How we track our todo comments using GitHub Actions

If you're a software developer, you're probably familiar with the following scenario: You're working on a new feature or trying to fix a bug, and while reading through some code existing code you notice that there's a nicer way to write it, or maybe a potential edge case isn't handled.
But where to go from here? Write a todo comment and let your future self handle it of course!

While this might not be the optimal solution, I still regularly use todo comments if the fix is too complicated to implement right away as I find it can get quite distracting to repeatedly switch to my browser and create an issue with a meaningful description.

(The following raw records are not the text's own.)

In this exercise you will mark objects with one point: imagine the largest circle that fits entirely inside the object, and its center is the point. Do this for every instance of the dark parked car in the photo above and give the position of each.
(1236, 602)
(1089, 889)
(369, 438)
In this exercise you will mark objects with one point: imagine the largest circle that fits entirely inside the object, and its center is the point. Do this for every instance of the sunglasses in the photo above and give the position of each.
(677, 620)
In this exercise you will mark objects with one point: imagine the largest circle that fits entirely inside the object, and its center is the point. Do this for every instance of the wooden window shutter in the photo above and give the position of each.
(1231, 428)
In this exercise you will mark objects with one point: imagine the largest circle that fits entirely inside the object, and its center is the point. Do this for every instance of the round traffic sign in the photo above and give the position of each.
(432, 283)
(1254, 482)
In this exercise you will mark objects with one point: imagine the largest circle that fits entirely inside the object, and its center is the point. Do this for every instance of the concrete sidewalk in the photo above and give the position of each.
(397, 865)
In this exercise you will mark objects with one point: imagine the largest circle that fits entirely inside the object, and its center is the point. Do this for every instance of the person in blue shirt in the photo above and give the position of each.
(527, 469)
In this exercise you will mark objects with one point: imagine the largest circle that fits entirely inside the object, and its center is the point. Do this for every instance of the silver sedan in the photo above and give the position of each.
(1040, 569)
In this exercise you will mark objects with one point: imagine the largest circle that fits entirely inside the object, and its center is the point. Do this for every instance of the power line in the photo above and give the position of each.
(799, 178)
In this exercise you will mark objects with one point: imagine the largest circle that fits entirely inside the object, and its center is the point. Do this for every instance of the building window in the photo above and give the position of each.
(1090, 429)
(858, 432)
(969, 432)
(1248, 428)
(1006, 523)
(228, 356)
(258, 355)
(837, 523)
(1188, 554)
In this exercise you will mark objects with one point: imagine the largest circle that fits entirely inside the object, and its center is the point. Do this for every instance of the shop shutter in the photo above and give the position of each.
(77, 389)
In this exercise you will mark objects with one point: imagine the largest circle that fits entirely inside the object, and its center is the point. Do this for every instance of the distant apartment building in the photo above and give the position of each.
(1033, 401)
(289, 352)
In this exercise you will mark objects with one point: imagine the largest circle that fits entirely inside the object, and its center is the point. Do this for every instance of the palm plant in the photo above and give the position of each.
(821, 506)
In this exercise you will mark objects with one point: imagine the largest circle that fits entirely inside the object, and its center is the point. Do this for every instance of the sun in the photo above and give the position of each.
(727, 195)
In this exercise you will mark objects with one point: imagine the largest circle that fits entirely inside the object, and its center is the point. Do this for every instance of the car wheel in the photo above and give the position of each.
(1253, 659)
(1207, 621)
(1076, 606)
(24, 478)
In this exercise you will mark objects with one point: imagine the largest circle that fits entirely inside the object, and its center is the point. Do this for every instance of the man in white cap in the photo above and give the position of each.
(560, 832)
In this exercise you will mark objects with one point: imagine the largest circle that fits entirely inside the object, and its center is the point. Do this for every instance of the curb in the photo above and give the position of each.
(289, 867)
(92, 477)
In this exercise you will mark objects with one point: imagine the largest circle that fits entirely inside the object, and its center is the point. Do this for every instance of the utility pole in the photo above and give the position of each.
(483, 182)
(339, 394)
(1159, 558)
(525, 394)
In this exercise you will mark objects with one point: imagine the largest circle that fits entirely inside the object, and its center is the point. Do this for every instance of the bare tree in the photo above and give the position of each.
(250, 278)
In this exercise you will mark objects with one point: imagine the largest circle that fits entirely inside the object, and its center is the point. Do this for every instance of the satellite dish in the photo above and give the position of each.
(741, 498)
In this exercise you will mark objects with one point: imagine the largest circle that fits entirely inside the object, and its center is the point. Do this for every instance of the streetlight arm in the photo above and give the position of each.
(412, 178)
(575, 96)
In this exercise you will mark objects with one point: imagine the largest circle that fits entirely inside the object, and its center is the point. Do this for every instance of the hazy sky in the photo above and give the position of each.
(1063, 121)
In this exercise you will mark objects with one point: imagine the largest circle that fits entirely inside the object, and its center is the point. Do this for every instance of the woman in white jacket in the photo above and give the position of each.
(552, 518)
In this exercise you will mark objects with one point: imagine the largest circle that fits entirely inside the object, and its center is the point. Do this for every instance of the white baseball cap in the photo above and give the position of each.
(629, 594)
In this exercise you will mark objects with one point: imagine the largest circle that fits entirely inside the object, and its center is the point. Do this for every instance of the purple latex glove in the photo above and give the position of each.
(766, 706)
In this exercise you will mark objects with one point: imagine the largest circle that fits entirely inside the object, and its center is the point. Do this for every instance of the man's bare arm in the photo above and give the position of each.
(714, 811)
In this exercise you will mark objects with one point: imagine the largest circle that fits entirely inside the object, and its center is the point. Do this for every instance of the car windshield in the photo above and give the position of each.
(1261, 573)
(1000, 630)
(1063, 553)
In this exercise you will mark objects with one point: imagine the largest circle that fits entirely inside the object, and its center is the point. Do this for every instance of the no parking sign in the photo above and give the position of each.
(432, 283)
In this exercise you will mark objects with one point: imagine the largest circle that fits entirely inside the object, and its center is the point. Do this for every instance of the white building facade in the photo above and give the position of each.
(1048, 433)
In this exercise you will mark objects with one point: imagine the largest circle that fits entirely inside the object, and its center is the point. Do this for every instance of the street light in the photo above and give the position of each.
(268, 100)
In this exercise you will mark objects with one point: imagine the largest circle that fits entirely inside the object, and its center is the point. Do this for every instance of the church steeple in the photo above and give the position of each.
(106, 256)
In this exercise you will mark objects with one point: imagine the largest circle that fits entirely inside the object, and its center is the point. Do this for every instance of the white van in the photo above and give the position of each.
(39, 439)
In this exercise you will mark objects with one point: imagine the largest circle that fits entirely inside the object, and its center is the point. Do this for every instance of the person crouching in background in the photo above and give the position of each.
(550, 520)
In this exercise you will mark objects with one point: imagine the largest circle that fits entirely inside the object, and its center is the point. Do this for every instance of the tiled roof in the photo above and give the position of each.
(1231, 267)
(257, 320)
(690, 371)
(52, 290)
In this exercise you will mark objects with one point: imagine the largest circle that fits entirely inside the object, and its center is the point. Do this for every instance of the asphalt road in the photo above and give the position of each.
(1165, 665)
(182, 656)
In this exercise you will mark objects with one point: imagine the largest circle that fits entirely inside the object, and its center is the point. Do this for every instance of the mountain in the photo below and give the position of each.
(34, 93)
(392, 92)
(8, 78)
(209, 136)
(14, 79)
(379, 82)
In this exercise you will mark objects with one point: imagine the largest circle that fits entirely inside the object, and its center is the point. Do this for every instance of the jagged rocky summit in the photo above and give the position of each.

How to keep todo comments in sync with Jira issues

This however brings a problem with it: these todos are separated from our Jira board so we did not take them into account when planning our sprints.
Keeping the comments in code in sync with our Jira issues manually would require a considerable amount of effort. We would have to periodically go over the entire codebase and create issues for new todos as well as delete issues and todos if their counterpart was removed.
Instead, we looked at multiple GitHub integrations in the Jira marketplace but couldn't find an existing solution with similar features, so we decided to implement a GitHub Action that helps us track todos automatically.

GitHub Actions to the rescue

Each time something is pushed to the main branch, a GitHub workflow is triggered which simply calls a python script to do the heavy lifting.
The script itself uses the following regular expression to find todo comments in our python files:

pattern = r"(^[ \t]*#) TODO ?\[(LOWEST|LOW|MEDIUM|HIGH|HIGHEST|[A-Z]*?-[0-9]*?)\]:(.*$\n(\1 {2}.*$\n)*)"

Don't worry I won't bore you with the details of how this expression works, but it essentially means that our todo comments have to conform to a certain syntax (a comment starting with a capital TODO followed by a priority in square brackets and a colon) in order for the script to detect them.
Once all syntactically correct todos are found, they are processed as follows:

Create issues for new todos: Each time new code gets merged into the main branch of our repository, our script detects all new todos and creates Jira issues with the specified priority and description. The created issues include a github link to the actual comment for more context and are tagged with a separate label so we can quickly find them later. Additionally, we modify the comments to include a reference to the created issue which is not only used to avoid creating duplicated issues but also comes in quite handy if you come across a comment and want to for example check if there's already someone working on it.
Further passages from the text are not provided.